El ascenso social a partir del mérito podría significar mayor calidad democrática, pero esta práctica puede ser un atentado a la igualdad de oportunidades
Hablemos de meritocracia: de lo que se supone que es y de lo que realmente es. Estamos ante un asunto más controvertido de lo que parece. Dos casos mediáticos recientes, uno mexicano y otro en el vecino del norte, nos van a servir para iniciar la discusión. Por un lado, se han cuestionado las designaciones del nuevo gobierno mexicano de personas que no contaban con la formación académica adecuada para ocupar puestos en la administración federal. Por otro lado, en Estados Unidos se ha desarticulado una red de sobornos utilizado por familias ricas, algunas de ellas celebrities de Hollywood, para que sus hijos accedieran a universidades de élite como Yale o Stanford.

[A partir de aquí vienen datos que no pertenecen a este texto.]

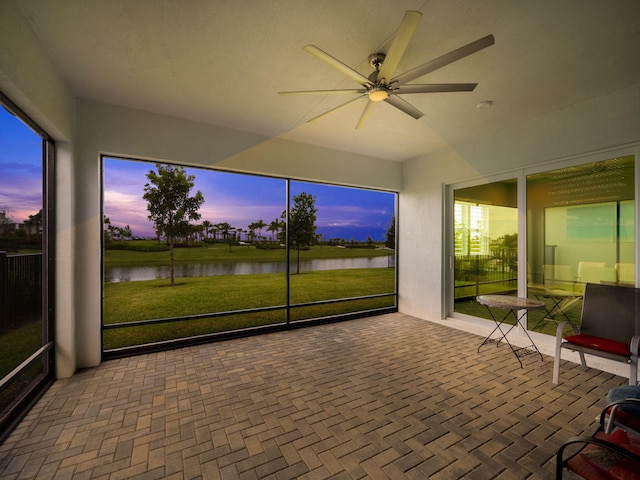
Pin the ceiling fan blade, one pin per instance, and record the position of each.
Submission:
(323, 92)
(399, 45)
(365, 113)
(334, 109)
(445, 59)
(435, 88)
(405, 106)
(337, 64)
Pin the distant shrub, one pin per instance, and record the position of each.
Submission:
(136, 247)
(269, 246)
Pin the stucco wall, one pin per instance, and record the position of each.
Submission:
(598, 128)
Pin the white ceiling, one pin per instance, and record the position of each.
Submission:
(222, 62)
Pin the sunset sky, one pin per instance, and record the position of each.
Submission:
(243, 199)
(20, 168)
(238, 199)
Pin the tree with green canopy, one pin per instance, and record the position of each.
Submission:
(169, 204)
(302, 223)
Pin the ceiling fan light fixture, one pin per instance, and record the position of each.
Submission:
(378, 93)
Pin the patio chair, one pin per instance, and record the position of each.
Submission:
(609, 328)
(603, 455)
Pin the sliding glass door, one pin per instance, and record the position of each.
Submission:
(581, 229)
(26, 323)
(485, 244)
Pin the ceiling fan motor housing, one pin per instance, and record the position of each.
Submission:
(376, 59)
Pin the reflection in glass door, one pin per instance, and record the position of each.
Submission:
(485, 244)
(581, 230)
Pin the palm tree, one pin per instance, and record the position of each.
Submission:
(274, 228)
(259, 224)
(207, 228)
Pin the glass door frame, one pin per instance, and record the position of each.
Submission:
(521, 176)
(448, 243)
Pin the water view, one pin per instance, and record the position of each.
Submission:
(114, 274)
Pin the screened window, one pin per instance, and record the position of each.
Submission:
(249, 252)
(26, 347)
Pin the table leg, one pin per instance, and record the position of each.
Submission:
(517, 352)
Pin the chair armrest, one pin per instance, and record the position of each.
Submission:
(613, 447)
(634, 345)
(607, 416)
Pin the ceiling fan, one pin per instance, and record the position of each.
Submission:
(381, 85)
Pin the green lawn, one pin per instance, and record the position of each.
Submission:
(133, 301)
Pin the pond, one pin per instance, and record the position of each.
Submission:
(137, 273)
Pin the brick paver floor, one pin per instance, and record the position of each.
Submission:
(390, 396)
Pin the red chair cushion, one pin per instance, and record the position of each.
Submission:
(597, 463)
(602, 344)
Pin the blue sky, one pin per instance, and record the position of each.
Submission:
(240, 199)
(20, 168)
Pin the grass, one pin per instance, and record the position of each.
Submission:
(220, 253)
(17, 345)
(537, 319)
(133, 301)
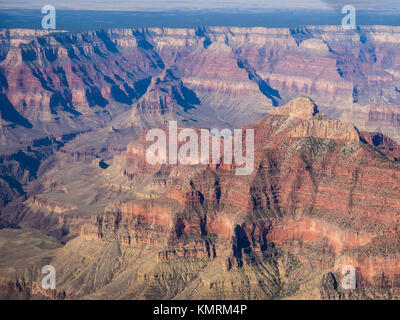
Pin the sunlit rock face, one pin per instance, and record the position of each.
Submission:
(324, 193)
(322, 196)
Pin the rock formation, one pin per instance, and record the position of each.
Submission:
(323, 195)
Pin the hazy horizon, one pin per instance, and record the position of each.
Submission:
(162, 5)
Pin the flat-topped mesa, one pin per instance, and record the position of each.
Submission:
(316, 124)
(301, 107)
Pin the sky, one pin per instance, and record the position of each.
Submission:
(159, 5)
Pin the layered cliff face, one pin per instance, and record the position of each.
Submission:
(102, 88)
(322, 195)
(83, 80)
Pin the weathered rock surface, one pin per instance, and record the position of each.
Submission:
(321, 196)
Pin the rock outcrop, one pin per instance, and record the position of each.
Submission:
(321, 196)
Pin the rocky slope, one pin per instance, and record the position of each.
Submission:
(102, 88)
(322, 195)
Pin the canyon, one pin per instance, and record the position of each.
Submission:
(78, 193)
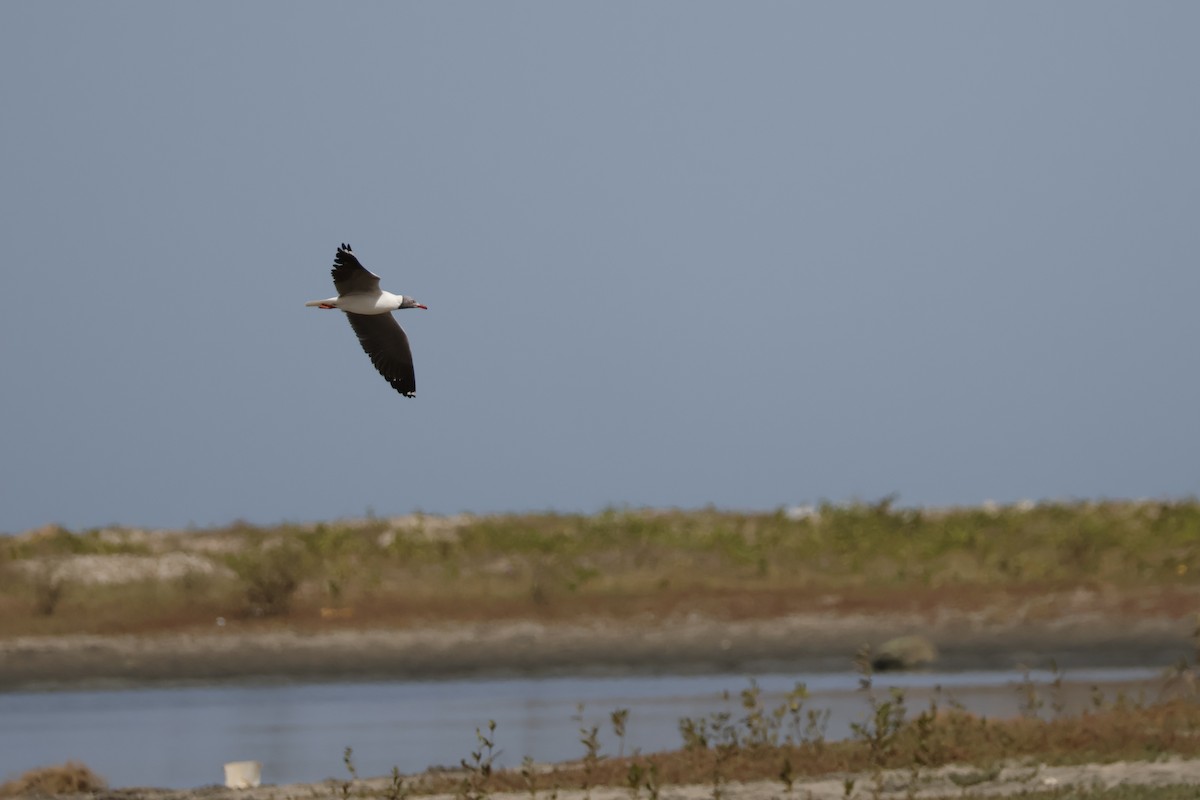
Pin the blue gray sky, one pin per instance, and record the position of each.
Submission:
(676, 253)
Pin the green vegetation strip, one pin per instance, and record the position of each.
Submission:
(621, 561)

Para la teoría política, la cuestión relevante es que, en ambos casos, se ha denunciado que estos escándalos entrañan un escarnio para la “meritocracia”, lo que, a su vez, sería un obstáculo para el buen funcionamiento de la democracia al extender la desconfianza en sus instituciones. En estas denuncias deberíamos detenernos, ya que se da por sentado que tendría que existir un vínculo inherente entre meritocracia y democracia.